Generator-jhipster: ngx-couchbase intermittent Test Failures

Created on 10 Oct 2019  Β·  48Comments  Β·  Source: jhipster/generator-jhipster

Overview of the issue

This issue was created from the discussion at https://github.com/jhipster/generator-jhipster/issues/10589. It seems that ngx-couchbase tests on our CI seems to hang and fail sometimes. Here are some examples;

https://github.com/jhipster/generator-jhipster/pull/10498/checks?check_run_id=254018117

https://dev.azure.com/jhipster/jhipster/_build/results?buildId=6316

Motivation for or Use Case

Getting the CI tests in working condition without problems.

Reproduce the error

Submitting a PR or making a commit so that the CI is triggered might recreate the issue.

Related issues

10589

Suggest a Fix

Currently not known.

  • [x] Checking this box is mandatory (this is just to show you read everything)
$$ bug-bounty $$ $100 area couchbase

Most helpful comment

@SudharakaP Are you downgrading the couchbase java-client version?
The dependency is already defined in jhipster bom project : see https://github.com/jhipster/jhipster/blob/master/jhipster-dependencies/pom.xml#L274
Current version defined is 2.7.9 : https://github.com/jhipster/jhipster/blob/master/jhipster-dependencies/pom.xml#L46

All 48 comments

Thanks.
I'm adding a bounty on this as it is important to be fixed quickly.

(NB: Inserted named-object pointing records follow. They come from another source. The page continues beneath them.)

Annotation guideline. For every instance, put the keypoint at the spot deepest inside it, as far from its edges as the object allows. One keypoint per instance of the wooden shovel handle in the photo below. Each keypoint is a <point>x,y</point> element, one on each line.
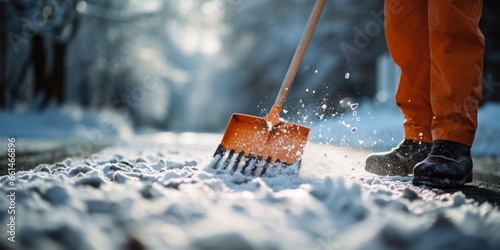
<point>299,54</point>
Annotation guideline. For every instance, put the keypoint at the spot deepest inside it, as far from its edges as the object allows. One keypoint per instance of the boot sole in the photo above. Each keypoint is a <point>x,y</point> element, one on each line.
<point>441,183</point>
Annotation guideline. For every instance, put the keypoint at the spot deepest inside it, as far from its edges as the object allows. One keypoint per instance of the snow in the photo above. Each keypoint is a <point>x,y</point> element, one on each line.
<point>155,192</point>
<point>380,127</point>
<point>158,191</point>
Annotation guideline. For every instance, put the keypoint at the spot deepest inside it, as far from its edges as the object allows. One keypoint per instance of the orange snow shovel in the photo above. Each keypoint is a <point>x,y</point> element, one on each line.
<point>269,141</point>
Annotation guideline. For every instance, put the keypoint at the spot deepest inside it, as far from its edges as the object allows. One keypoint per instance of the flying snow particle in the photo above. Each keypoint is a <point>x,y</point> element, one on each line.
<point>354,106</point>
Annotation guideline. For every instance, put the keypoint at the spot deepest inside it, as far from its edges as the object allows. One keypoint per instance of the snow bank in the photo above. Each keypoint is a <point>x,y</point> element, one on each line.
<point>148,195</point>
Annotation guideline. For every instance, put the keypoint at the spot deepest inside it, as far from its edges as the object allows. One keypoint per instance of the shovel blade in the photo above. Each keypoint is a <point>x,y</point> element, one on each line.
<point>254,135</point>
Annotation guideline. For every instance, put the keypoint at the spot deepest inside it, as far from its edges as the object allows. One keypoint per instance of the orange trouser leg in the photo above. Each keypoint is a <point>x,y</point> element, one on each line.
<point>407,36</point>
<point>456,52</point>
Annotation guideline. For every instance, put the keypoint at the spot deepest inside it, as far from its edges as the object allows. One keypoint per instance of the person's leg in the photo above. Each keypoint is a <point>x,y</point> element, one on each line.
<point>407,37</point>
<point>456,49</point>
<point>406,31</point>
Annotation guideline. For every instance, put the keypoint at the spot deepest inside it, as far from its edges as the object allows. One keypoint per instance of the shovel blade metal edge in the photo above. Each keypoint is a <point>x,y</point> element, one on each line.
<point>251,134</point>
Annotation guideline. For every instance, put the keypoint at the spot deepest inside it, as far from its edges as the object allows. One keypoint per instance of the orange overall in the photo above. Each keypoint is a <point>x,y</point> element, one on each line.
<point>439,48</point>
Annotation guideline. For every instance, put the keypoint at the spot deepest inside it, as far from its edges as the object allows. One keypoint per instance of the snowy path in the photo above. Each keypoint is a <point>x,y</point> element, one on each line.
<point>152,193</point>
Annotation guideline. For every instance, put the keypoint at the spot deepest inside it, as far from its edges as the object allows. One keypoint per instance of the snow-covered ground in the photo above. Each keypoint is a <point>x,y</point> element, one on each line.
<point>154,192</point>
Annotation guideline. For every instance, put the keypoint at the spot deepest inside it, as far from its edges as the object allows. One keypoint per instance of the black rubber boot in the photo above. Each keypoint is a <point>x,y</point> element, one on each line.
<point>400,160</point>
<point>449,165</point>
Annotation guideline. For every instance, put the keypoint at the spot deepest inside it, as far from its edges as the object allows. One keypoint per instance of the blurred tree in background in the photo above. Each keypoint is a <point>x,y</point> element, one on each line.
<point>190,64</point>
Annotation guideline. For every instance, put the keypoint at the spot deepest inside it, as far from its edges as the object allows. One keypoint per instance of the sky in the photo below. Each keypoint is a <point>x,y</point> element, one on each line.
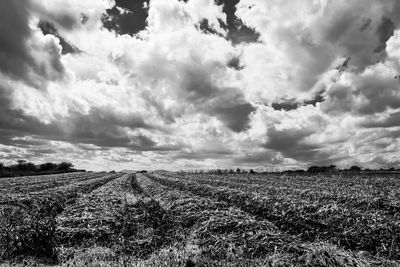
<point>200,84</point>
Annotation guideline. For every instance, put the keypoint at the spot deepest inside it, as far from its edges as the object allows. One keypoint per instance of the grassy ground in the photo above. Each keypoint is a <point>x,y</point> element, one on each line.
<point>201,220</point>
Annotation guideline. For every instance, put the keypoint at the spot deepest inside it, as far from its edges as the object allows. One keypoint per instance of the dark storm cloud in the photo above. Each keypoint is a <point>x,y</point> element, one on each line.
<point>237,31</point>
<point>100,127</point>
<point>226,104</point>
<point>340,100</point>
<point>385,31</point>
<point>16,59</point>
<point>382,92</point>
<point>206,28</point>
<point>49,28</point>
<point>235,116</point>
<point>14,31</point>
<point>393,120</point>
<point>126,22</point>
<point>292,104</point>
<point>286,105</point>
<point>235,63</point>
<point>291,143</point>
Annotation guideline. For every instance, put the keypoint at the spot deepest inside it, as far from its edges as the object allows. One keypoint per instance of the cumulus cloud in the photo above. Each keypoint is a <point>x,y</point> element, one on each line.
<point>200,83</point>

@vishal423 @pascalgrimaud : I've just noticed that couchbase runs on the prod profile. Is there a specific reason to do so? :smile:

The best would be to test both: dev and prod
But it would be too much configurations to test.

There are no specific reason, that couchbase is tested in prod profile.
It could be in dev and Cassandra could be in prod

@pascalgrimaud : That is indeed interesting; because when you run in dev it works; https://github.com/SudharakaP/generator-jhipster/runs/255327289 :thinking:

Have to think more on why it runs correctly only in dev. :thinking: :thinking:

no idea. Never tested couchbase lol !

I can do some more tests today evening to find the root cause; but if someone wants to take this and fix it before that; please feel free to go ahead. πŸ˜„

@pascalgrimaud @vishal423 : I believe I found the problem here. It seems that the javadoc (via the maven javadoc plugin) runs on java 1.8.0_22; because we manually set JAVA_HOME in 00-init-env.sh. But notice that on Github Actions when Java 11 is installed (via the initial setup-java@v1) JAVA_HOME is already set to /opt/hostedtoolcache/Java/11.0.3/x64 and this value is overwritten by our 00-init-env.sh script and thus the javadoc ultimately uses the default java version installed in the build machine; which seems to be 1.8.0_22.

What we need to do is for GitHub CI not change the JAVA_HOME value. I've done some tests with this and it works. I will do this modification to the current PR soon. :smile:

Okay I've completed the changes. Let me know if you guys see any issues :smile:

I am not very sure on this solution. However, if it solves current issue, then, there is no harm to try this out.

@pascalgrimaud : I've created a pull request for the daily builds as well to replace it with OpenJDK instead of the default Zulu. It seems to work in my Azure builds.

@vishal423 : I don't think highly of this solution as well; but it does indeed seems to work; and my theory is that the JAVA_HOME needs to be set correctly when it comes to TestContainers. We shall see..... :thinking:

@SudharakaP, this theory doesn't explain on why it worked intermittently :smile:

@vishal423 : It does not. Then again it is also difficult to exactly predict what would happen when we set JAVA_HOME to something and use some other JDK in the CI. Therefore regardless whether the change fixes this issue completely or not; I think it should be made just so we use the same JDK for everything and JAVA_HOME is set property. I am waiting to see more PRs and what would happen.... :smile:

I was looking at these Couchbase issues more to find out the exact underlying problem; mainly because I felt there's something I am missing that is fundamentally common to both our daily builds problem and this one.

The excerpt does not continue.